I can’t say that they haven’t grown more accepting now, but it has never been enough. I can call back every argument we’ve had, every Old Testament line that my mom would throw at me or the stupid “next people will be marrying dogs!” argument my dad favored. I had grown so sick of my mom saying “I had a gay friend once I’m not homophobic” (NP). I still feel the sting from every single time that they asked me, “Why do you care?”
“Why do you care!?” In the moment, I struggle. Do I tell them? They assume I’m straight due to the past girlfriends I’ve brought home, but they don’t know that I really don’t have a sexual preference, I’m one-size-fits-all. But I bite my tongue, not from fear, I stopped caring what they thought of me years ago. But I would never tell them. That would invalidate every argument I ever made to them. Their thick skulls would reject every word, they’d be blinded by the shock that they somehow raised a pansexual son (little did they know that my sister is a lesbian and my other sister is bi). So I would yell back that I care because that’s what people do, that they’re wrong not to care. I would ask them what happened to their hearts but I’ve spent the last 20 years watching them turn to stone and I know better.

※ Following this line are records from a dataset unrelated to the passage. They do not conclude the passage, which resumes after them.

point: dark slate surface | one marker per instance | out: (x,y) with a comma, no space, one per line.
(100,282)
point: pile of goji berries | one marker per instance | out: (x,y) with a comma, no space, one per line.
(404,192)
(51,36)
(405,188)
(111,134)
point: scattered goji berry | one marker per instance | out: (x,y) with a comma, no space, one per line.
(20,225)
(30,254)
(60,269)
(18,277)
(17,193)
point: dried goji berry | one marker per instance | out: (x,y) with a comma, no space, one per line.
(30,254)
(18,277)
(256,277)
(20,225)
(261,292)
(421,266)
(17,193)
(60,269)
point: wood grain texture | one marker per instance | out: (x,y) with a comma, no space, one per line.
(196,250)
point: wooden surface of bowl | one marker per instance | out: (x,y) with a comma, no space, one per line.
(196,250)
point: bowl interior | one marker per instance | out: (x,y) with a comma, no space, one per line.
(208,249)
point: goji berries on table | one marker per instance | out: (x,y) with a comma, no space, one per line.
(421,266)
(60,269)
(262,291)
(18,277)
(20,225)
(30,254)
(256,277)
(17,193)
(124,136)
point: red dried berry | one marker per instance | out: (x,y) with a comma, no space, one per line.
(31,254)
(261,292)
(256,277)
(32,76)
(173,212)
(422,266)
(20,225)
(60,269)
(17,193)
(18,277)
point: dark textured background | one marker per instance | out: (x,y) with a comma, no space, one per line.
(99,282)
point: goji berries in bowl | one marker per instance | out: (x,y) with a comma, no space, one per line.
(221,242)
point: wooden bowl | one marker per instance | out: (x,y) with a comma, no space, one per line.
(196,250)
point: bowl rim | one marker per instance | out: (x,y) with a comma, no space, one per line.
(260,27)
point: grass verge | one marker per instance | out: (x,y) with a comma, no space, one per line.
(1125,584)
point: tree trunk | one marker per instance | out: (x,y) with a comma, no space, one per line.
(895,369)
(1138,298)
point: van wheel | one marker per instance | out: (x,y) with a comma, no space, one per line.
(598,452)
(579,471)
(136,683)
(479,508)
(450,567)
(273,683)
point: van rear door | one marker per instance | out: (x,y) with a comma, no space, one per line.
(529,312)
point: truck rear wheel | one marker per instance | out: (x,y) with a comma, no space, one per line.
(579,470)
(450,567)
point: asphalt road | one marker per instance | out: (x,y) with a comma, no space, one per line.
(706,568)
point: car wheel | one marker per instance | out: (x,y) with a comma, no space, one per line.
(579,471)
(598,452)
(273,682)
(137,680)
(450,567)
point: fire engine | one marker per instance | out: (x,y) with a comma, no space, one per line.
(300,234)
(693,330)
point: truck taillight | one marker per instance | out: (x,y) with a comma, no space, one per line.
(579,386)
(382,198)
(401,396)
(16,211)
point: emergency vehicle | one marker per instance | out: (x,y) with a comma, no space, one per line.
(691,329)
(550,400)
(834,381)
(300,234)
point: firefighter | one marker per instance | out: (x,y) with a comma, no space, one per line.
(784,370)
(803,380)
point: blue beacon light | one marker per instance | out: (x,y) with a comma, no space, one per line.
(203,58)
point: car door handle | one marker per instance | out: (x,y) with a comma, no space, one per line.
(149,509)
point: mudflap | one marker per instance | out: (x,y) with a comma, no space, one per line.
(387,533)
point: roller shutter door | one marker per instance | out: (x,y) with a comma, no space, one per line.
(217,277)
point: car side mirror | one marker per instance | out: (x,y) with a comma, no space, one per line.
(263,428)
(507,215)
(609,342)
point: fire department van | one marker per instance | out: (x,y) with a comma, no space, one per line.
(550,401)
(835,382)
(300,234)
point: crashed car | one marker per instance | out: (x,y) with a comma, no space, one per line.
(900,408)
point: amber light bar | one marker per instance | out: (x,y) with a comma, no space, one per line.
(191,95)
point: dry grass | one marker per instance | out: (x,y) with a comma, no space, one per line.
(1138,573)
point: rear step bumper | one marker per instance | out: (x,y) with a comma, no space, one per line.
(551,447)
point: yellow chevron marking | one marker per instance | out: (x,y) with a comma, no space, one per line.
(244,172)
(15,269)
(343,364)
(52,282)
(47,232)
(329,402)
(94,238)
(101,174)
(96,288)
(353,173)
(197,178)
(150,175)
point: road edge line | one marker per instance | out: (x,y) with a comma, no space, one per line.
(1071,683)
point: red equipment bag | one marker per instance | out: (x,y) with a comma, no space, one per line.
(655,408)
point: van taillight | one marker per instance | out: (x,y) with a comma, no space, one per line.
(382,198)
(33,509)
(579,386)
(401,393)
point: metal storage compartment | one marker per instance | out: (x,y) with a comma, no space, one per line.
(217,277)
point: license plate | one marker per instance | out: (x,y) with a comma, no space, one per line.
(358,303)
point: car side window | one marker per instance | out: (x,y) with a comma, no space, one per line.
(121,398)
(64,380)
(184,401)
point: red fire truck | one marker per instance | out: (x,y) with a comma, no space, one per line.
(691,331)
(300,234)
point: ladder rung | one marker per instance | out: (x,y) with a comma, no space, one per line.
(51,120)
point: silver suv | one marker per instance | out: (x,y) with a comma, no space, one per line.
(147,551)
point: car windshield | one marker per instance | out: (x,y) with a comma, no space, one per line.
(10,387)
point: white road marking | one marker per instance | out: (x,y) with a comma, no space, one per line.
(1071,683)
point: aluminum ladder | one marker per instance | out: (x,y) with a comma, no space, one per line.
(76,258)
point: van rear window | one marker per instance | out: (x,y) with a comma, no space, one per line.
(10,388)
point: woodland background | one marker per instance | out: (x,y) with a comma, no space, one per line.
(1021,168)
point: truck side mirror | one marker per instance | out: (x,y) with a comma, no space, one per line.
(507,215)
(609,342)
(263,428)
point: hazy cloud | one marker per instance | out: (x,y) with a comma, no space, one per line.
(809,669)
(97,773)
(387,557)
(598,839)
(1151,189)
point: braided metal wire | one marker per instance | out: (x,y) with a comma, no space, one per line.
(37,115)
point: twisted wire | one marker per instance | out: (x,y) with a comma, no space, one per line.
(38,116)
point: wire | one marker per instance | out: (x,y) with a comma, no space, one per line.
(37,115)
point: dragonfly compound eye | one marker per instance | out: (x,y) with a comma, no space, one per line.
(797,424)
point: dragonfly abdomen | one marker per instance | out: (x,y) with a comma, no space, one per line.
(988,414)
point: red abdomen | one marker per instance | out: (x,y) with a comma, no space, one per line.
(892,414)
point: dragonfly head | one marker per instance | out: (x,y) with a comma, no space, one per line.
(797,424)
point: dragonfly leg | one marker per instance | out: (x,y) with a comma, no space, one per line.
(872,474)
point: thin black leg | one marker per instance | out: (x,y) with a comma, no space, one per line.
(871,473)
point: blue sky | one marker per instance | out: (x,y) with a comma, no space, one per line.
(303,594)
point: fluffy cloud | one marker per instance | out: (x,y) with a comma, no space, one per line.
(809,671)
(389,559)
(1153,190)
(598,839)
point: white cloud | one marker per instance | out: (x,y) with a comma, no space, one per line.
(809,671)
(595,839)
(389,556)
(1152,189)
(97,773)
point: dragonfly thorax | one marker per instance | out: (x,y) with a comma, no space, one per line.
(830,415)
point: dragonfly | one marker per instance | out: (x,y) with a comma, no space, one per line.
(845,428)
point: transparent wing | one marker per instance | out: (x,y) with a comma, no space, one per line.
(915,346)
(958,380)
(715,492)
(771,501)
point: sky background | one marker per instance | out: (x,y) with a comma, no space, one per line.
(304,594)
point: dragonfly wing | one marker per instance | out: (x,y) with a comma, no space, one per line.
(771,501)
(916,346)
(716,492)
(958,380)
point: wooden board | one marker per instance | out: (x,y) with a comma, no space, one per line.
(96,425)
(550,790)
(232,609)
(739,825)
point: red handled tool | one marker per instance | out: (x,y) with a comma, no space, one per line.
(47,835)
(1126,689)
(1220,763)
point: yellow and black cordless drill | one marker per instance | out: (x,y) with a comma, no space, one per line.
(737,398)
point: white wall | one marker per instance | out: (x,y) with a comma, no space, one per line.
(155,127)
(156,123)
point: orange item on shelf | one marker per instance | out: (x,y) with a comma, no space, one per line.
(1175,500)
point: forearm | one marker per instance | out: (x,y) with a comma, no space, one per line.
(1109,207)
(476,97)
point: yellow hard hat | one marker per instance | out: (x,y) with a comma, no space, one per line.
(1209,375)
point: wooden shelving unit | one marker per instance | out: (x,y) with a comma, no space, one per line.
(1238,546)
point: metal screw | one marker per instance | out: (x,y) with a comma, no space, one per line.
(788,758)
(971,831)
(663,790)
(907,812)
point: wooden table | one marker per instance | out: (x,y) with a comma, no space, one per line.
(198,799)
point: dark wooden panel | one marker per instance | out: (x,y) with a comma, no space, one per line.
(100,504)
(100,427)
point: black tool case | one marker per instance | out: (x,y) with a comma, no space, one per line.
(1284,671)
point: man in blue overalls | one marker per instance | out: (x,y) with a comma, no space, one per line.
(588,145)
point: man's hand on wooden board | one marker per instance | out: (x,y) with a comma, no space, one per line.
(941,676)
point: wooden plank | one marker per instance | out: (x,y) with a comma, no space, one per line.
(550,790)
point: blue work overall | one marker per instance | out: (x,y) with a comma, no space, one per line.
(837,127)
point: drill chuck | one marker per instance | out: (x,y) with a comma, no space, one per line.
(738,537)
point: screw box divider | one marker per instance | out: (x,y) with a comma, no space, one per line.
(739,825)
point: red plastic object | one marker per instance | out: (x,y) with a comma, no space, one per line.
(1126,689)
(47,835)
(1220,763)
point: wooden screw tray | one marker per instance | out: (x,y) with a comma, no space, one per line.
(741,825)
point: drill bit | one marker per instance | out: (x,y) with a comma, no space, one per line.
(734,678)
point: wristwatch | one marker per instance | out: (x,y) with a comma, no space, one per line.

My sister finally told them, but she is bad at communicating, courtesy of our parents. She says shes gay and my mom scoffs, waiting for the punchline. She looks sick to her stomach, later asking me if I was surprised. “I knew” I said. She sighs, another piece fits back into the puzzle of our broken family as she begins to understand that she is the one out of the loop of our lives, she is untrustworthy. The next piece of the puzzle proved far too difficult to her. As quickly as the understanding set into her mind, it was rejected as she asks me “do you think it’s a phase? Maybe she hasn’t met the right guy yet” (NP). I again ask myself if I should tell her, perhaps in solidarity. But I watch the wisdom she has gained from the last hour of conversation begin to fade again. All progress is temporary. We build the sandcastle of understanding in their minds only to see the tide wash it back away. Their minds are oceans of ignorance, and not even concrete can withstand the sea. I think back to the time that I finally convinced my parents that gay marriage should be legalized. They had no further argument, they conceded, I won, we won. But somehow the next day it was as though they had forgotten the entire conversation.
So I bite my tongue. Joke’s on them, ¾ kids so far aren’t straight, and my little brother is only 16 so we’ll know soon enough. But even if my other sister and my brother do end up coming out to my
parents, I will bite my tongue. Not from fear or uncertainty, but because it is a waste of time. They do
not deserve the truth. So I bite my tongue.